Le département de la Sarthe se prépare à introduire un nouveau mécanisme de soutien scolaire, avec neuf pôles d'appui à la scolarité (P.A.S.) devant entrer en vigueur à la rentrée de septembre 2026. Cependant, cette initiative, qui vise à aider les élèves en difficulté, a été vivement contestée par des syndicats d'enseignants tels que la FSU-SNUIPP 72, qui en remettent en question l'efficacité.
Le P.A.S. a été conçu comme un guichet unique, associant un enseignant détaché et un éducateur spécialisé pour coordonner l'aide destinée aux élèves en situation de handicap ou rencontrant des difficultés scolaires. L'idée est d'apporter des solutions rapides aux familles concernées. Pourtant, la FSU-SNUIPP, lors d'une conférence de presse récente au Mans, a exprimé des réserves quant à cette disposition.

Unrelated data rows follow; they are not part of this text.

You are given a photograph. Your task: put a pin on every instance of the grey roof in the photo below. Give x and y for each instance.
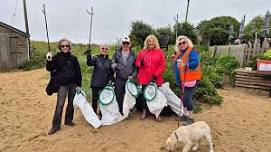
(14, 29)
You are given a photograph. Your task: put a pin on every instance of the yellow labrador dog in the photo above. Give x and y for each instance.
(189, 137)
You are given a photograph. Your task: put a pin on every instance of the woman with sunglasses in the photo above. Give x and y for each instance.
(151, 64)
(68, 78)
(187, 71)
(123, 64)
(102, 74)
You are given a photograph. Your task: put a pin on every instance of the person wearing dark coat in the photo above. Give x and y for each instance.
(123, 63)
(102, 73)
(68, 79)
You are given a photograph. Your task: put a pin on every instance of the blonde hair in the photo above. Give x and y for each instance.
(146, 45)
(64, 40)
(179, 38)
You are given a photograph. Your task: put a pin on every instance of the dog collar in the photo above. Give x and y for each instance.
(176, 136)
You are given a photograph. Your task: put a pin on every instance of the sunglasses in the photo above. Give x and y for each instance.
(64, 46)
(182, 43)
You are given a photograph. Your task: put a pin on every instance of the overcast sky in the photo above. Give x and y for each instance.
(112, 19)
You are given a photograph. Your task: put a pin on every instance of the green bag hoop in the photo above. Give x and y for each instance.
(132, 88)
(150, 91)
(107, 95)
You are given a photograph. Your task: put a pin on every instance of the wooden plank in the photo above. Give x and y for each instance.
(252, 77)
(253, 73)
(252, 86)
(254, 83)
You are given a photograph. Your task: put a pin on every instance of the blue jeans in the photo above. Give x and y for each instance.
(187, 98)
(62, 93)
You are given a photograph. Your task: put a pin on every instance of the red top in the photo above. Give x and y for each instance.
(154, 65)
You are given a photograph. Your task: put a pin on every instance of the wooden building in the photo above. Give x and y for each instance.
(14, 48)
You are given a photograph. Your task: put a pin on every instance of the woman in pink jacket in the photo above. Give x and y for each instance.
(151, 64)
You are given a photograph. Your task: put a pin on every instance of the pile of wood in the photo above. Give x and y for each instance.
(253, 79)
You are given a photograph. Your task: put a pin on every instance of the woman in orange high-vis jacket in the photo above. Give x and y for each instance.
(151, 64)
(187, 71)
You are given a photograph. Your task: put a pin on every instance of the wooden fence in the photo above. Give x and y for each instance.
(243, 52)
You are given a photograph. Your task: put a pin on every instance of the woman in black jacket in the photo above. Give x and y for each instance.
(102, 73)
(68, 78)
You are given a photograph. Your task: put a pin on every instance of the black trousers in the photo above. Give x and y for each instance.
(62, 93)
(120, 91)
(95, 97)
(141, 103)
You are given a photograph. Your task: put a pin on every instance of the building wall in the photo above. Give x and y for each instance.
(16, 48)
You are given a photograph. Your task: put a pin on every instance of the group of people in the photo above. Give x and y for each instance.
(145, 67)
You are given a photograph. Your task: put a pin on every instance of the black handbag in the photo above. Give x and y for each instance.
(52, 86)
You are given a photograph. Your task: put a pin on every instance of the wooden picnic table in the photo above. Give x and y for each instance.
(253, 79)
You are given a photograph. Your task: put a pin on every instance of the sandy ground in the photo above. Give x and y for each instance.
(241, 124)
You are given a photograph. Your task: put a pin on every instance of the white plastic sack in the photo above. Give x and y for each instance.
(80, 102)
(110, 112)
(157, 104)
(129, 102)
(173, 101)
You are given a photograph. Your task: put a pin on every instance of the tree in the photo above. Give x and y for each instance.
(187, 30)
(165, 32)
(258, 21)
(139, 32)
(216, 29)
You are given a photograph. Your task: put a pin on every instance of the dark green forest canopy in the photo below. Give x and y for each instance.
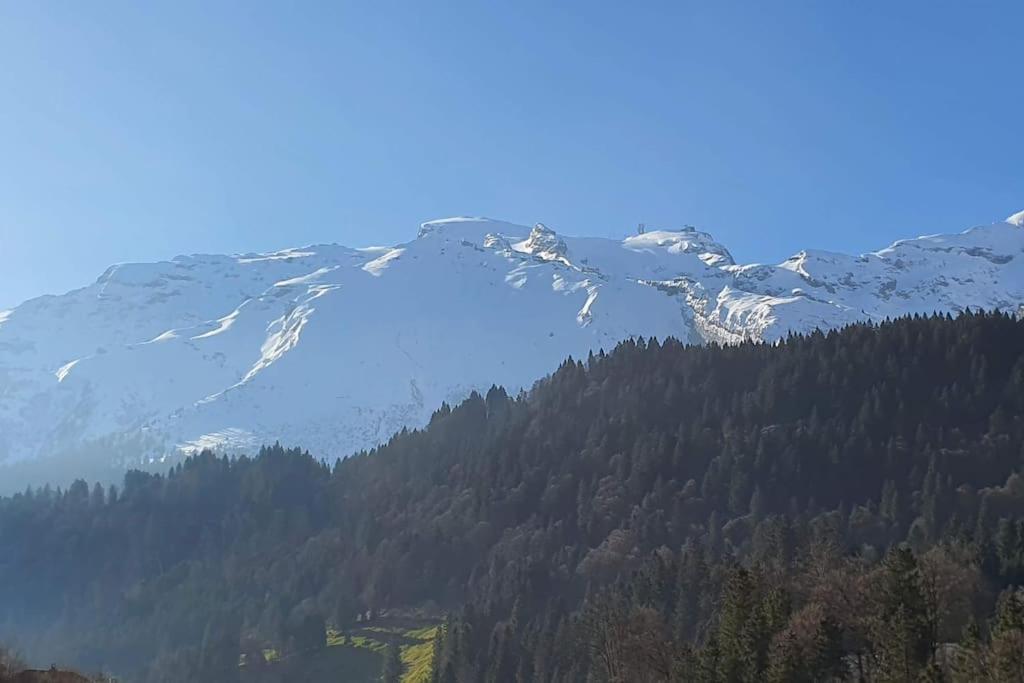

Un dispositif jugé inefficace par le syndicat enseignant
D'après Rose Francheteau, co-secrétaire de la FSU-SNUIPP 72, le P.A.S. pourrait s'avérer moins efficace que les dispositifs déjà existants, tels que le réseau d'aide spécialisé aux élèves en difficulté (RASED). "Le P.A.S. ne fera que centraliser les demandes sans garantir une aide personnalisée", a-t-elle déclaré, citant des préoccupations sur la lourdeur administrative liée à l'envoi de dossiers à des intervenants éloignés.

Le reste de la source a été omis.